Snap. Now, first things first — 2006/2007 was totally before kale took over the world, so of course vegetarians were all kinds of unhealthy. Oh wait, now kale’s bad for you, too. At any rate, the claims that this study makes aren't so dissimilar from the recent kale backlash we all lived through. You know what’s unhealthy? Excess, and lack of balance. Sure, a vegetarian diet can be very unhealthy, if that diet consists primarily of grilled cheese sandwiches and onion rings (but man, what a way to go).

And this particular study fails to distinguish between the various facets of non-meat diets.
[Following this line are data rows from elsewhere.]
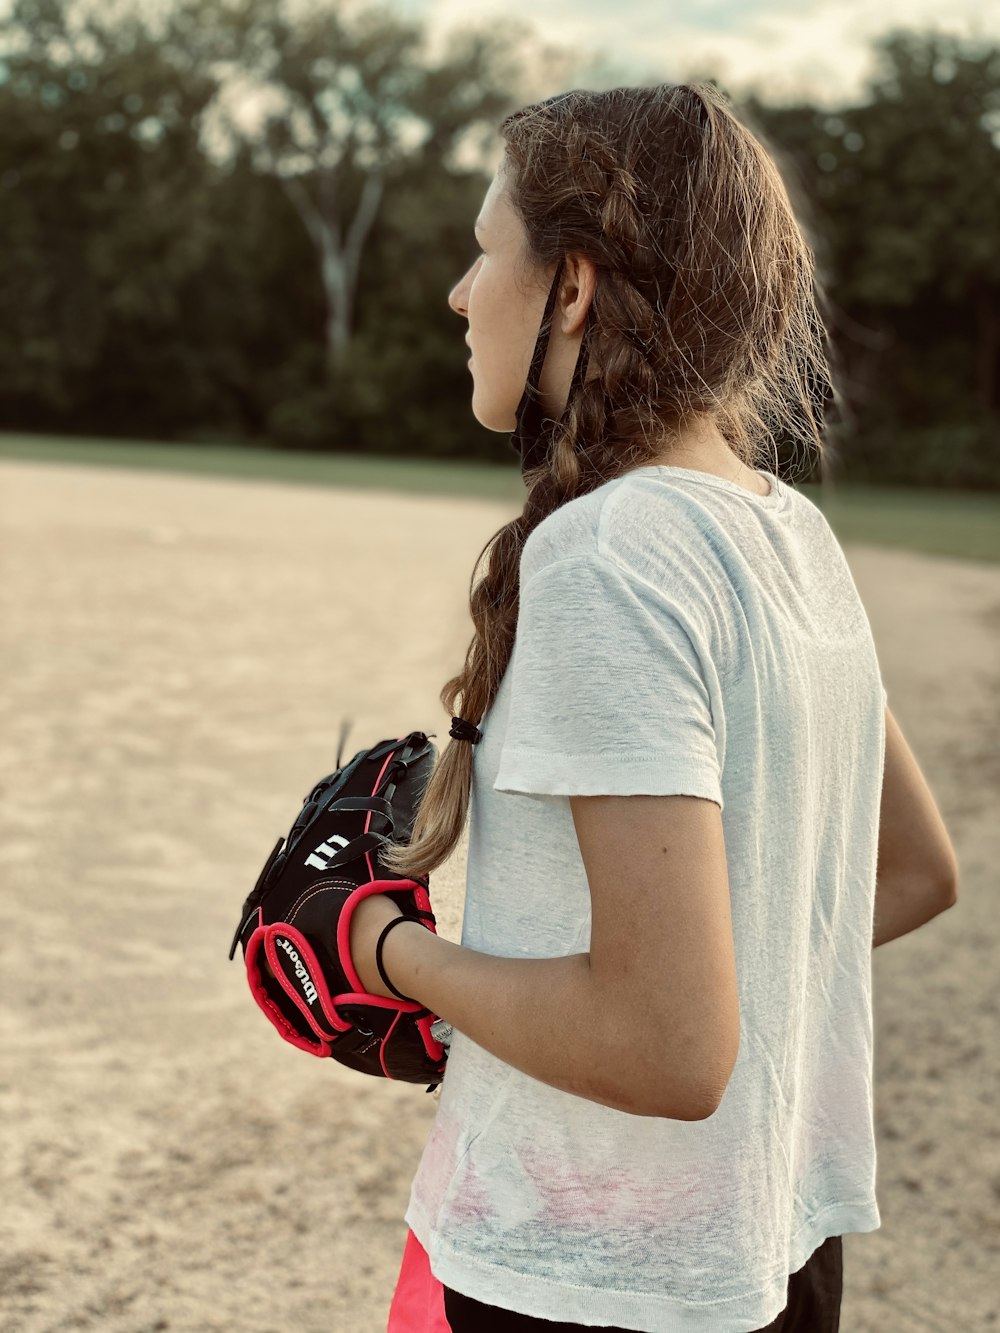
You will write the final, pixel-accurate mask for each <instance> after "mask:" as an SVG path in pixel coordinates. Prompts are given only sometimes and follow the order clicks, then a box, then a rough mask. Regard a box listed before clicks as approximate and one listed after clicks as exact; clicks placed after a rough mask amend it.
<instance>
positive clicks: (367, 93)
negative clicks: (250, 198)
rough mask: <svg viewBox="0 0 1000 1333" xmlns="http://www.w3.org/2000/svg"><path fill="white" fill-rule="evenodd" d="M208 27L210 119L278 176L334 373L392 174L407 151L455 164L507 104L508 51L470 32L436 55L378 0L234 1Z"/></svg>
mask: <svg viewBox="0 0 1000 1333" xmlns="http://www.w3.org/2000/svg"><path fill="white" fill-rule="evenodd" d="M216 29H217V33H219V37H220V39H221V45H220V48H219V53H220V55H221V56H223V60H221V61H220V65H219V68H223V69H224V71H225V73H224V79H225V83H227V84H228V85H229V89H231V92H233V93H236V96H229V97H221V99H220V104H219V107H217V119H216V125H215V129H216V132H217V133H219V132H228V137H229V139H231V140H232V141H236V143H240V141H243V143H245V144H247V145H248V148H249V151H251V159H252V161H253V164H255V167H256V169H257V171H260V172H261V173H264V175H267V176H272V177H273V179H275V180H277V181H279V184H280V185H281V188H283V189H284V191H285V193H287V196H288V199H289V201H291V203H292V205H293V208H295V211H296V213H297V215H299V217H300V220H301V223H303V225H304V228H305V231H307V233H308V236H309V239H311V241H312V244H313V247H315V249H316V256H317V269H319V273H320V277H321V281H323V291H324V293H325V301H327V321H325V339H327V353H328V359H329V367H331V371H332V372H333V373H336V372H337V371H339V369H341V368H343V365H344V361H345V357H347V352H348V345H349V341H351V335H352V329H353V312H355V301H356V293H357V283H359V275H360V267H361V256H363V251H364V247H365V244H367V241H368V239H369V236H371V232H372V227H373V225H375V221H376V217H377V216H379V211H380V207H381V204H383V197H384V193H385V188H387V183H391V181H392V180H393V179H397V177H399V176H400V173H401V172H403V169H404V168H405V165H407V164H408V163H411V161H421V163H424V164H439V163H447V164H451V161H452V155H453V152H455V149H456V147H457V145H459V144H460V143H463V141H464V140H465V137H467V136H468V135H469V133H471V132H475V131H477V129H483V128H484V127H492V125H493V124H495V123H496V120H497V119H499V117H500V116H501V115H503V112H504V111H505V109H508V108H509V107H511V97H512V89H513V88H516V83H517V77H516V64H515V61H513V60H512V59H511V51H509V48H504V47H503V45H501V43H500V40H499V39H495V40H491V41H485V40H483V37H480V36H473V37H471V39H468V37H465V39H464V40H461V41H459V43H457V44H455V43H453V44H452V48H451V49H449V52H448V53H447V55H445V57H444V60H443V61H440V63H439V64H437V65H433V67H432V65H431V64H429V63H428V61H427V59H425V56H424V53H423V51H421V40H423V33H421V27H420V25H419V24H416V23H405V21H403V20H401V19H399V17H396V16H395V15H392V13H391V12H389V11H387V9H376V8H364V9H360V11H356V12H353V13H348V12H347V11H345V9H344V8H343V7H341V5H337V7H333V5H329V4H325V5H321V7H320V8H313V9H309V11H308V12H305V13H300V15H296V16H295V17H293V19H292V17H291V16H289V11H288V5H287V4H285V3H284V0H240V3H239V4H237V5H231V7H229V8H227V9H225V11H220V15H219V17H217V20H216ZM248 101H249V103H253V104H255V105H256V109H257V115H256V117H253V115H252V112H251V116H249V117H248V116H247V111H245V108H247V104H248ZM237 107H239V108H241V109H243V115H240V113H239V112H237V109H236V108H237ZM255 121H256V123H255Z"/></svg>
Researchers took into account, “vegetarian, carnivorous diet rich in fruits and vegetables, carnivorous diet less rich in meat, and carnivorous diet rich in meat.” Where’s the “vegetarian diet rich in fruits and vegetables” category? Or, “vegetarian diet rich in protein versus less rich in protein?” There are all kinds of way to be a vegetarian, just as there are all kinds of way to be a carnivore, omnivore, or somewhere in between. 

Of course, studies like this inevitably blur the fine points; they have to in order to reach some kind of conclusion. But I’d argue that here, the generalizations are problematic enough to render their overall conclusion questionable, at best. So, go forth vegetarians. Don’t let the  questionable analysis of the habits of Austrian non-meat-eaters sway you.